Now, begins Ree’s journey to the clan members looking for a word on her father. A terrible secret lurks regarding Jessup, who used to cook crystal meth. Every time she tries to push for information, things become more complicated. There’s her uncle, Teardrop, she does not know how he feels about his brother’s family, there is one Trump, the arch-patriarch with whom no one wants to mess with. Ree is beaten up. This could hardly stop her. She has no other choice but to carry on. She cannot let the law take away their house.
At the end, Ree’s journey takes us to a lake in the middle of the winter night, to a terrible truth, and to a terrible act. To resolution. The resolution is not important, what important is the journey, and how director Granik charts it out for the audience, clinical, dispassion, and with a huge heart.
This is surprising how Granik handles such a volatile subject without any histrionics, without any forced action. The violence in the film lurks beneath the surface, and it’s so palpable that to show violence on-screen would be redundant. Even the scene when Ree is beaten up is off-screen. This restrain is admirable.
Same goes the way Lawrence plays Ree, stoic, practical, smart and not overtly emotion. In the entire film, she gets emotional just once, when in a weak moment, she asks her mother for help. She knows she cannot help, but she wishes for a moment, before taking the task upon herself.
John Hawkes, who plays Teardrop, for the tattoo he wears, also brings out this ambivalence of his character. Everyone is scared of him; but he does not wear his aggressiveness in his sleeves, it’s his nonchalant that more dangerous than any threat he may issue.
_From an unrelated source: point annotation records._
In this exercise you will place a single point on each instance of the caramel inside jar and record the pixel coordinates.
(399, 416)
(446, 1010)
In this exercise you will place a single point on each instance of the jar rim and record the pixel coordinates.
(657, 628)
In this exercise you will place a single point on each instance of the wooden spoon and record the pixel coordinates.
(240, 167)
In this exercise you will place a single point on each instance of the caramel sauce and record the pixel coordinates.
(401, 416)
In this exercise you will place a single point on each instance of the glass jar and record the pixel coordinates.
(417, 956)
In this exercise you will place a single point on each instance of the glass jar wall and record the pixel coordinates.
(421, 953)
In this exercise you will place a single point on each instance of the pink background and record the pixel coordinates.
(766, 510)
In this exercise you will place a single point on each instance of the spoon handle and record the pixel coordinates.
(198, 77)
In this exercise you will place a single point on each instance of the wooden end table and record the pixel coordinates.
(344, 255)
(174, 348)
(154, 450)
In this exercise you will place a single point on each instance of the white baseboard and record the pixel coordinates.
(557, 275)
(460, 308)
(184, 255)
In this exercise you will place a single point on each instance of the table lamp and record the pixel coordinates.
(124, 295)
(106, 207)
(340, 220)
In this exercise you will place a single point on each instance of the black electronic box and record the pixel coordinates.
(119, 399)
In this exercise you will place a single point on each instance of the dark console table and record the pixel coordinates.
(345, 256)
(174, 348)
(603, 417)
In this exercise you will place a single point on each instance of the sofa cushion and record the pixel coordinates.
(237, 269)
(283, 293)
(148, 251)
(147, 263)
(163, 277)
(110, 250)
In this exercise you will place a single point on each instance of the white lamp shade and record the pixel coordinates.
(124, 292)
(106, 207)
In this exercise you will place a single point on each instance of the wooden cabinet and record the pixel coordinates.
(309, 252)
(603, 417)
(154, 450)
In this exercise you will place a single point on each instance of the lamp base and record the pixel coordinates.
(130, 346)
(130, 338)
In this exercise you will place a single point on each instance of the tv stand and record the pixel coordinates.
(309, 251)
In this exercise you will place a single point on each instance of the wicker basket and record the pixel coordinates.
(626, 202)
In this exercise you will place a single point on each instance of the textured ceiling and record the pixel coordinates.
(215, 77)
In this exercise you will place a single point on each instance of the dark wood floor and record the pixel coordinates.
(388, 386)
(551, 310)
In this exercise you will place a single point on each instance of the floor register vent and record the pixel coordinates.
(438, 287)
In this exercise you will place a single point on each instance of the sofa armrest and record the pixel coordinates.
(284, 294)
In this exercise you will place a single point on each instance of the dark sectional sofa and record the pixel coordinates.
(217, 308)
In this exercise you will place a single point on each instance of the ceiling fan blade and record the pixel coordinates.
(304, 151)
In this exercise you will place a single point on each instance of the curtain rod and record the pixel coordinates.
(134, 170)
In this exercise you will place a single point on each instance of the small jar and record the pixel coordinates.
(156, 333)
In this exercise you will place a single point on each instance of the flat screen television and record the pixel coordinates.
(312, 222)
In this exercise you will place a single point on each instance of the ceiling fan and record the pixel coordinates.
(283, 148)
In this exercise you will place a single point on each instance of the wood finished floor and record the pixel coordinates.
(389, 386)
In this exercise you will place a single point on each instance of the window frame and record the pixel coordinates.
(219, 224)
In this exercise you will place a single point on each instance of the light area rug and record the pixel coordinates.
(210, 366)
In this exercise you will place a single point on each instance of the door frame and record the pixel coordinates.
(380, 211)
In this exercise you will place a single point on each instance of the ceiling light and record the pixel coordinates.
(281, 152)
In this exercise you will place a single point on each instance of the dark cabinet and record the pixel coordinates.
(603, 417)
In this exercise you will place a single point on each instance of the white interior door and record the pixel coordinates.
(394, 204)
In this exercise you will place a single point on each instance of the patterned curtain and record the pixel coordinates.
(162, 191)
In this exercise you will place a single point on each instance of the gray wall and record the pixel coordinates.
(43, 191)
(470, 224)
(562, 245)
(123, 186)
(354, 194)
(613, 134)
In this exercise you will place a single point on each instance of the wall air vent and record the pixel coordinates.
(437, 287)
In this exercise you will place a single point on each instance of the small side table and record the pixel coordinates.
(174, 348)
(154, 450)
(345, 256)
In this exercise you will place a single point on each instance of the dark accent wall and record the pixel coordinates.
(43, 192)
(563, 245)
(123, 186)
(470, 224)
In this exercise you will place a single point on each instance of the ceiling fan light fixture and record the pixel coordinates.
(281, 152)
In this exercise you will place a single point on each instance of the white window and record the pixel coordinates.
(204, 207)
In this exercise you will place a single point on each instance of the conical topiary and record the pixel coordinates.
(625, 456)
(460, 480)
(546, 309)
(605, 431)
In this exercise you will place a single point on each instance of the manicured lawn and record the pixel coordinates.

Towards the end of the film, there is a scene between Ree and Teardrop where the uncle tells Ree that her father is dead and she mustn’t tell him the name of the killer even if she learns the truth. Otherwise, he would have to go after him, and that won’t be good. This explains a lot about the characters.
In short, Winter’s Bone is a perfect little film that needs to be seen and appreciated. It’s understated ferocity is to be seen to be believed. This film may be one of the reason why we should still have faith in independent cinema. There was a time independent cinema was the next best thing (Steven Soderbergh), then, in the new millennium, it all fizzled out. But, independent cinema is not dead, in US or elsewhere. Winter’s Bone is a testament to this fact.